- The Washington Times - Wednesday, December 27, 2006

RICHMOND — Anti-crime proposals will be plentiful during an election-year General Assembly session that begins Jan. 10.

With all 140 seats up for election in November, lawmakers will consider measures to expand Virginia’s capital murder statute and get tough on sex offenders — including Internet predators.

Other tough-on-crime measures are sure to materialize before the Jan. 19 bill-filing deadline.

Lawmakers continue to find new reasons to execute killers in Virginia, which ranks behind only Texas in the number of executions since the U.S. Supreme Court revived capital punishment in 1976.

Bills to be considered in the 2007 session would allow the death penalty for:

• Killing a justice or judge if the crime is related to the victim’s official duties.

• Murdering an informant or witness in a criminal case.

• Accomplices who share a murderer’s intent to kill but don’t directly inflict the fatal wound.

Virginia law already lists 14 “aggravating circumstances” that can elevate a murder charge to capital murder. Adding more is unnecessary, said Jack Payden-Travers, executive director of Virginians for Alternatives to the Death Penalty.

“In a sense, it’s almost grandstanding — trying to play to the media with a tough-on-crime attitude that really isn’t tough on crime; it’s almost stupid on crime,” he said. “This is not adding to public safety.”

Mr.

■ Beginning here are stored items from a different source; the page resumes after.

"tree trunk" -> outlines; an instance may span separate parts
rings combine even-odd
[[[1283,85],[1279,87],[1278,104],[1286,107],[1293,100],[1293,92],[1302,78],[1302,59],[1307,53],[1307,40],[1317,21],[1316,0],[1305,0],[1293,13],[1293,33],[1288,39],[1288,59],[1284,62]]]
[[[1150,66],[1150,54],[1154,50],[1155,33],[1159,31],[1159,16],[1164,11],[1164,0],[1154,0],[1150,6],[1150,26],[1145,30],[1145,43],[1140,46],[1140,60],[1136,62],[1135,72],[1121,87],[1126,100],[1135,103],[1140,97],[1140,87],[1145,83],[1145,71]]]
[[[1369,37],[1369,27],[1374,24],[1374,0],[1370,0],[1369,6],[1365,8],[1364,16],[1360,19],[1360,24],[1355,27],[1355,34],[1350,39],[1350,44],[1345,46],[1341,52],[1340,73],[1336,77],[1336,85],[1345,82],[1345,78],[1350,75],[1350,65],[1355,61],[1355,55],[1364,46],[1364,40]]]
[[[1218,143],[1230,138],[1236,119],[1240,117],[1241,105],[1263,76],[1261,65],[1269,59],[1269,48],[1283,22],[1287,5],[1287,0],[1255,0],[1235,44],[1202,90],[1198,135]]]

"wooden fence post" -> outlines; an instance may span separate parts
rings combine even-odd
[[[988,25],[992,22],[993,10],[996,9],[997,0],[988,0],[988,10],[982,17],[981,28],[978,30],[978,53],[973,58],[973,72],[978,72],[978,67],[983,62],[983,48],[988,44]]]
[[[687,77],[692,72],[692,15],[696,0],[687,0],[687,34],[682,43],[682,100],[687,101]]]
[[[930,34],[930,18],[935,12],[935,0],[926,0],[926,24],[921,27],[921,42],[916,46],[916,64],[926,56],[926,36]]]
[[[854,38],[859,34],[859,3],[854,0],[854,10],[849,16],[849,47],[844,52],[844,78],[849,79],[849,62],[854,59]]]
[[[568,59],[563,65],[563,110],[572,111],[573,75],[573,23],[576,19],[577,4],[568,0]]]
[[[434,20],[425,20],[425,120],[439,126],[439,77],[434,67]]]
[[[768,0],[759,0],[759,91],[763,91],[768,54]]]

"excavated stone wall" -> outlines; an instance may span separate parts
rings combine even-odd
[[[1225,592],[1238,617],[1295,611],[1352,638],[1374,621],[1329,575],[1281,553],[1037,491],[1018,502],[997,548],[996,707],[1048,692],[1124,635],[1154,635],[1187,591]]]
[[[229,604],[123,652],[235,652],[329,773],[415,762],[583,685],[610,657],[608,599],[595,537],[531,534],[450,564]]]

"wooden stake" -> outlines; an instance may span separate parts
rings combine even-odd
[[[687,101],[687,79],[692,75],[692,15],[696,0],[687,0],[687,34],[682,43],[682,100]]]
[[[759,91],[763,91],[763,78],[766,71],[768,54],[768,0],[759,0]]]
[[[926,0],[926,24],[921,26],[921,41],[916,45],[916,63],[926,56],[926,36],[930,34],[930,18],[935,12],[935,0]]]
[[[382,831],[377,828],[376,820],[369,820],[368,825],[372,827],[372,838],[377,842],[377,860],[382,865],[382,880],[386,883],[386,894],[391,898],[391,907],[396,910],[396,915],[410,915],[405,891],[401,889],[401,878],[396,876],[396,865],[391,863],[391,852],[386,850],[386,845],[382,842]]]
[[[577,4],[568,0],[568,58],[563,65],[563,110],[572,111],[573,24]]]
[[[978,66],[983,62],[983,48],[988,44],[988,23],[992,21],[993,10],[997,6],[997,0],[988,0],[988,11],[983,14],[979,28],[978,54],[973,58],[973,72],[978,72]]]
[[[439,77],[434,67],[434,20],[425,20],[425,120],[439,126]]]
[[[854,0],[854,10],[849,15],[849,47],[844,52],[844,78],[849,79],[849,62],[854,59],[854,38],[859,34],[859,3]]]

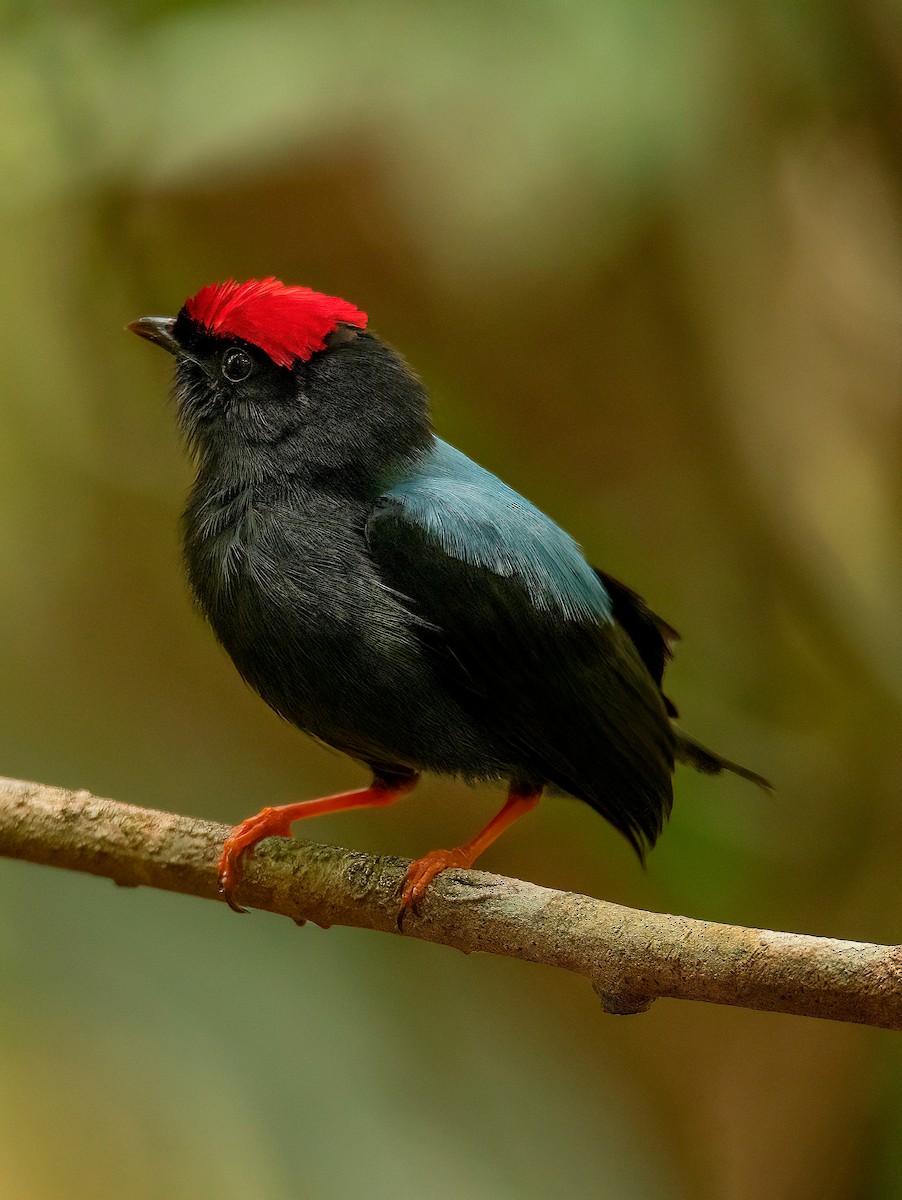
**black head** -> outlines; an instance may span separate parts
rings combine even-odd
[[[204,288],[132,332],[175,356],[182,429],[202,464],[375,493],[431,440],[404,360],[336,297],[276,280]]]

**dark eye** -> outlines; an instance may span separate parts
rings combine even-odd
[[[222,356],[222,373],[229,383],[241,383],[254,369],[254,360],[246,350],[233,346]]]

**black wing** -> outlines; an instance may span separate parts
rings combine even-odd
[[[592,570],[611,597],[614,620],[629,634],[639,657],[648,668],[648,673],[660,688],[664,681],[664,669],[673,658],[673,647],[680,640],[680,635],[663,617],[652,612],[638,592],[634,592],[625,583],[599,570],[598,567],[593,567]],[[673,701],[668,696],[663,698],[670,716],[679,716]]]
[[[466,529],[449,530],[453,503],[442,505],[438,536],[419,500],[410,485],[383,497],[367,537],[386,584],[431,626],[420,636],[438,684],[507,748],[515,775],[586,801],[642,854],[670,811],[675,735],[626,589],[615,586],[606,607],[629,609],[633,633],[611,615],[537,603],[535,586],[511,567],[522,544],[492,569],[484,552],[468,553]],[[514,536],[509,518],[499,512],[496,544]]]

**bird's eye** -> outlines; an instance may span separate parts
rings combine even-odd
[[[241,383],[254,369],[254,360],[246,350],[233,346],[222,356],[222,373],[229,383]]]

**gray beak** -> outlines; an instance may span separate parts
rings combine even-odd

Payden-Travers said the broader the scope of the capital murder statute, the more avenues there are for appeals that could strike it down. But that risk doesn’t deter lawmakers who are well aware of the broad public support for capital punishment, he said.

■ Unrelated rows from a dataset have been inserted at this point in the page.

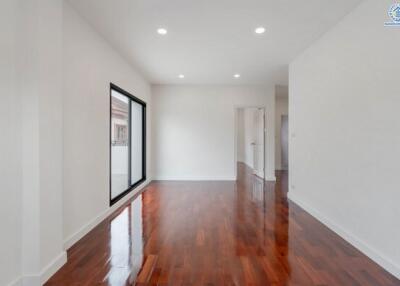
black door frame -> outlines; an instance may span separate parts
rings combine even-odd
[[[112,120],[112,91],[116,91],[124,96],[126,96],[129,99],[129,126],[128,126],[128,130],[129,130],[129,137],[128,137],[128,185],[129,187],[123,191],[121,194],[119,194],[118,196],[116,196],[115,198],[112,198],[112,194],[111,194],[111,188],[112,188],[112,170],[111,170],[111,166],[112,166],[112,142],[111,142],[111,133],[112,133],[112,126],[111,126],[111,120]],[[132,116],[131,116],[131,102],[136,102],[138,104],[140,104],[143,108],[143,113],[142,113],[142,178],[139,179],[137,182],[134,182],[132,184],[131,182],[131,165],[132,165],[132,158],[131,158],[131,140],[132,140],[132,132],[130,130],[131,128],[131,120],[132,120]],[[130,192],[132,192],[137,186],[139,186],[141,183],[143,183],[144,181],[146,181],[146,102],[144,102],[143,100],[137,98],[136,96],[130,94],[129,92],[127,92],[126,90],[118,87],[117,85],[110,83],[110,118],[109,118],[109,124],[110,124],[110,130],[109,130],[109,144],[110,144],[110,148],[109,148],[109,176],[110,176],[110,182],[109,182],[109,196],[110,196],[110,206],[112,206],[113,204],[115,204],[116,202],[118,202],[119,200],[121,200],[123,197],[125,197],[126,195],[128,195]]]

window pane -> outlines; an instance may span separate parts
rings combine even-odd
[[[143,178],[143,106],[131,102],[131,183]]]
[[[128,97],[111,91],[111,199],[130,186],[129,102]]]

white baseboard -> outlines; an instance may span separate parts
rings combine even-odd
[[[144,189],[150,180],[145,181],[132,193],[121,199],[112,207],[108,208],[102,214],[95,217],[89,223],[84,225],[79,231],[71,235],[64,241],[64,249],[68,249],[78,240],[84,237],[89,231],[91,231],[95,226],[97,226],[103,219],[112,214],[117,208],[130,200],[135,194]],[[7,286],[40,286],[43,285],[47,280],[50,279],[65,263],[67,262],[67,252],[61,252],[53,261],[51,261],[39,274],[24,275],[13,282],[9,283]]]
[[[22,277],[18,277],[14,281],[8,283],[7,286],[22,286]]]
[[[255,170],[253,170],[254,175],[256,175],[257,177],[259,177],[260,179],[264,178],[264,173],[262,172],[256,172]]]
[[[146,180],[143,184],[138,186],[135,190],[125,196],[123,199],[119,200],[112,207],[109,207],[102,213],[100,213],[95,218],[91,219],[88,223],[83,225],[77,232],[70,235],[64,240],[64,249],[69,249],[72,245],[78,242],[82,237],[88,234],[93,228],[95,228],[99,223],[101,223],[106,217],[111,215],[116,209],[122,206],[124,203],[129,201],[133,196],[135,196],[138,192],[142,191],[147,185],[151,182],[151,179]]]
[[[288,198],[297,205],[299,205],[306,212],[311,214],[314,218],[323,223],[325,226],[327,226],[329,229],[331,229],[333,232],[338,234],[344,240],[349,242],[359,251],[364,253],[374,262],[379,264],[386,271],[391,273],[396,278],[400,279],[400,266],[397,265],[395,262],[393,262],[391,259],[385,257],[385,255],[382,255],[379,251],[369,246],[367,243],[359,239],[357,236],[353,235],[347,230],[344,230],[342,227],[332,222],[332,220],[326,218],[320,211],[316,210],[315,208],[311,207],[310,205],[302,201],[298,196],[294,195],[292,192],[288,193]]]
[[[41,283],[44,284],[67,262],[67,252],[61,252],[52,262],[50,262],[40,273]]]
[[[46,265],[38,274],[24,275],[20,279],[20,286],[41,286],[46,283],[65,263],[67,262],[67,252],[61,252],[53,261]]]
[[[22,277],[22,286],[41,286],[40,275],[26,275]]]
[[[253,169],[254,168],[254,166],[250,166],[249,164],[247,164],[247,162],[240,162],[240,163],[243,163],[249,169]]]
[[[46,283],[65,263],[67,262],[67,252],[61,252],[53,261],[45,266],[38,274],[24,275],[7,286],[41,286]]]
[[[262,178],[262,176],[260,177]],[[234,176],[217,176],[217,177],[202,177],[202,176],[193,176],[193,177],[184,177],[184,176],[156,176],[153,180],[155,181],[236,181],[236,177]],[[265,181],[275,182],[276,177],[270,176],[266,177]]]
[[[153,180],[155,181],[236,181],[233,176],[157,176]]]

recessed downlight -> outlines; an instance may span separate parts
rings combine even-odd
[[[180,74],[180,75],[178,75],[178,77],[179,78],[185,78],[185,75],[184,74]]]
[[[265,33],[265,28],[264,27],[257,27],[254,32],[256,32],[256,34],[264,34]]]
[[[158,28],[157,33],[159,33],[160,35],[166,35],[168,31],[165,28]]]
[[[238,73],[237,73],[237,74],[234,74],[233,77],[234,77],[234,78],[239,78],[239,77],[240,77],[240,74],[238,74]]]

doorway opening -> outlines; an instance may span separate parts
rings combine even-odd
[[[265,180],[265,108],[236,108],[236,160]]]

“This is just part of what you face every time there’s an election,” he said.

However, Delegate Robert Hurt, Pittsylvania Republican, noted that the capital murder proposals actually were introduced in the 2006 session.

Recent practice has been to refer all such bills to the Virginia State Crime Commission for a year of study.

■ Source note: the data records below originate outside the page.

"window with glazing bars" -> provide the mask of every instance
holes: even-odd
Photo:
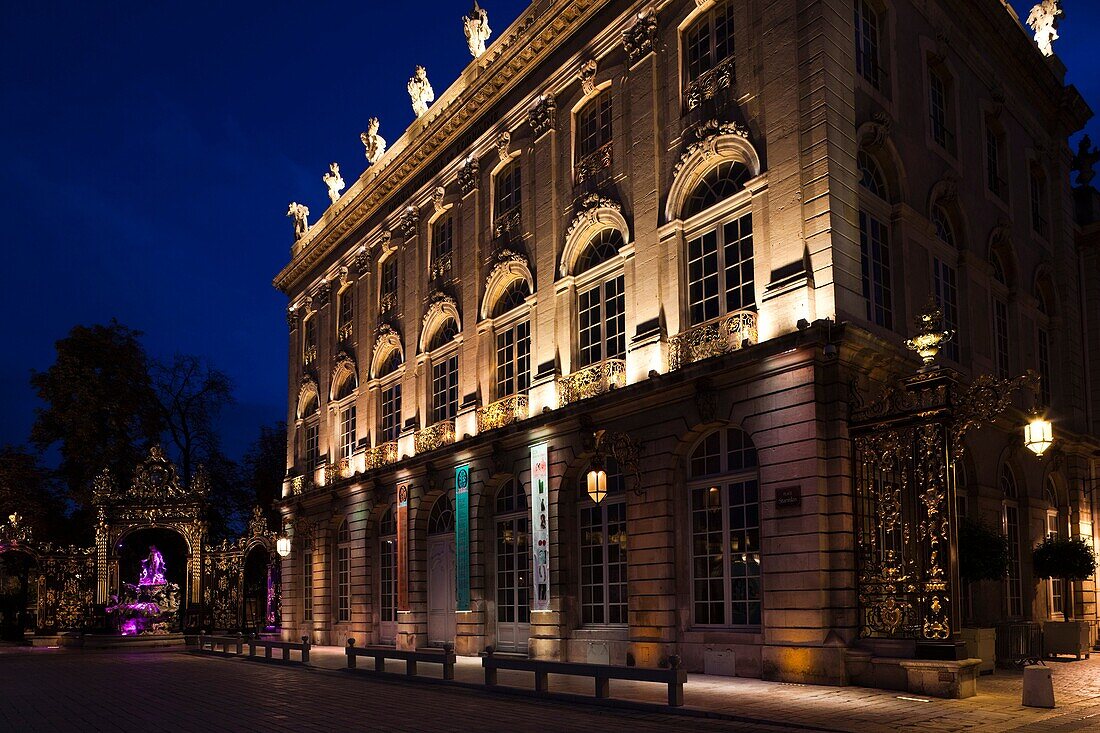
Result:
[[[392,443],[401,434],[401,383],[382,390],[382,442]]]
[[[305,333],[302,336],[302,352],[309,354],[310,349],[317,349],[317,317],[310,316],[305,321]],[[314,354],[316,356],[316,354]]]
[[[688,241],[691,325],[756,307],[752,215]],[[724,297],[721,294],[724,293]]]
[[[1050,334],[1045,328],[1040,328],[1036,334],[1037,352],[1036,361],[1039,367],[1039,399],[1046,407],[1050,406]]]
[[[1000,298],[993,299],[993,361],[997,376],[1008,379],[1008,304]]]
[[[518,212],[522,201],[520,197],[520,167],[517,160],[496,176],[496,210],[493,215],[497,220]]]
[[[313,620],[313,553],[302,553],[302,620]]]
[[[626,297],[623,276],[582,292],[578,298],[580,363],[626,358]]]
[[[432,423],[453,420],[458,413],[458,354],[432,364]]]
[[[497,332],[496,398],[523,394],[531,378],[531,322]]]
[[[310,471],[321,462],[321,426],[314,422],[306,425],[306,468]]]
[[[943,73],[935,67],[928,68],[928,117],[932,127],[932,139],[945,150],[952,146],[951,131],[947,127],[948,83]]]
[[[879,65],[879,14],[867,0],[855,2],[856,73],[875,89],[881,88]]]
[[[943,326],[955,332],[944,346],[944,355],[952,361],[959,360],[959,276],[955,268],[939,257],[932,258],[932,275],[936,292],[936,305],[943,311]]]
[[[351,532],[348,523],[340,525],[336,547],[336,620],[351,619]]]
[[[604,92],[577,113],[577,160],[611,142],[611,94]]]
[[[344,288],[340,291],[340,311],[337,317],[337,331],[343,336],[346,329],[350,329],[355,318],[355,286]]]
[[[615,462],[604,467],[607,496],[580,508],[581,620],[621,625],[627,623],[626,499]]]
[[[733,56],[733,4],[703,14],[684,33],[687,81],[695,81]]]
[[[378,554],[382,621],[397,620],[397,522],[392,508],[378,524]]]
[[[340,457],[351,458],[355,452],[355,405],[340,411]]]
[[[1040,237],[1047,235],[1047,182],[1037,171],[1031,172],[1031,228]]]
[[[454,219],[444,216],[432,225],[432,273],[451,269],[454,249]]]
[[[990,193],[1003,199],[1008,193],[1008,185],[1002,175],[1004,157],[1004,136],[991,125],[985,128],[985,178]]]
[[[883,328],[893,328],[889,233],[885,224],[866,211],[859,212],[859,254],[867,320]]]
[[[382,283],[379,287],[382,297],[397,296],[397,256],[391,255],[382,263]]]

“Public safety and getting tough on crime is a popular subject among legislators because one of the top priorities of government is to protect people in their homes and communities from criminals,” Mr. Hurt said. “It seems a natural subject at any time.”

He said he introduced the bill dealing with killing judges at the request of the Virginia Supreme Court.

“Everyone agrees that when you murder a judge because he or she is a judge, it strikes at the heart of the judicial system,” Mr. Hurt said. “It seems to make sense that an enhanced penalty or automatic option for the death penalty should be available to the commonwealth’s attorney.”

He also will sponsor many of the bills recommended by Attorney General Bob McDonnell’s Youth Internet Safety Task Force.

The recommendations include tougher sentences for online predators and measures to help police more efficiently investigate Internet crimes.

The assembly also will consider legislation that would require convicted sex offenders to get court permission before entering school or day care center property, as well as measures intended to protect nursing home and assisted-living facility residents from sex offenders.

Police and prosecutors aren’t the only ones who might get broader powers to deal with criminals. Legislators will consider a bill that would allow the use of deadly force against anyone who breaks into a home and physically threatens the occupant.

The measure would write into the Virginia code the common-law theory of self-defense.

Similar legislation cleared the House of Delegates last year, but was rejected by a Senate committee after a leading prosecutor warned that it amounted to “a license to kill.”